Per il Chief Business Economist di IHS Markit: «La crisi del settore non mostra segnali di una fine imminente»

Di Redazione

L’indice destagionalizzato finale IHS Markit PMI del settore manifatturiero nell’Eurozona è in contrazione per il quinto mese consecutivo, arrivando al valore più basso da marzo: 47,6 punti. 

Analizzando nello specifico i diversi paesi membri si nota come la Germania, nonostante il miglioramento del valore dell’indice – il più alto in quattro mesi – abbia registrato i risultati più bassi, mentre il valore maggiore è stato riportato dalla Grecia, che al contrario segna il minimo da 19 mesi. L’indice Pmi italiano è più alto della media dell’eurozona, arrivando a 48,4, ma il risultato è comunque il valore minimo da tre mesi. Per quanto riguarda i singoli sotto-settori, i beni di consumo hanno registrato miglioramenti a tassi maggiori da gennaio, mentre per i beni intermedi la contrazione risulta essere la peggiore da aprile 2013.

Tra le cause della situazione negativa, influenzata dall’andamento del settore automobilistico, si annoverano sia l’incertezza sul versante politico che le difficili condizioni economiche date dalle tensioni commerciali.

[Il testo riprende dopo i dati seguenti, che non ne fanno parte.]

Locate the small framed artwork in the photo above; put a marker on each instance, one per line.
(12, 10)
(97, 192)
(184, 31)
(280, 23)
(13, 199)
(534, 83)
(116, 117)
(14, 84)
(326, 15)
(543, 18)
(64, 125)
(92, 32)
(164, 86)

Della debolezza della produzione, evidenziata dall’indice, ha risentito anche l’occupazione, che ha registrato tagli per il secondo mese consecutivo in Germania, Italia e Spagna.

Contestualmente, come ha sottolineato Williamson, Chief Business Economist dell’IHS Markit, «la contrazione dei nuovi ordini ricevuti ha fatto si che le aziende manifatturiere si sono sempre più concentrate nel tenere i costi bassi, in particolare con tagli al personale e sulle giacenze. Il peggioramento del flusso di nuovi ordini fa si che le aziende manifatturiere si sono concentrate sul tenere i costi bassi, in particolare riducendo il livello del personale e quello di magazzino».

Nonostante però la contrazione dei prezzi per il minor costo dei trasporti e un più basso dei prezzo dei metalli, le imprese manifatturiere hanno continuato ad aumentare i loro prezzi di vendita. 

In sintesi l’ottimismo storicamente contenuto delle aziende è confermato anche dal Chief Business Economist secondo cui «la crisi del settore non mostra segnali di una fine imminente. Gli indicatori anticipatori di tendenze sono rimasti a giugno pericolosamente deboli, aggiungendo ulteriori paure circa lo stato di salute dell’economia durante la seconda parte dell’anno».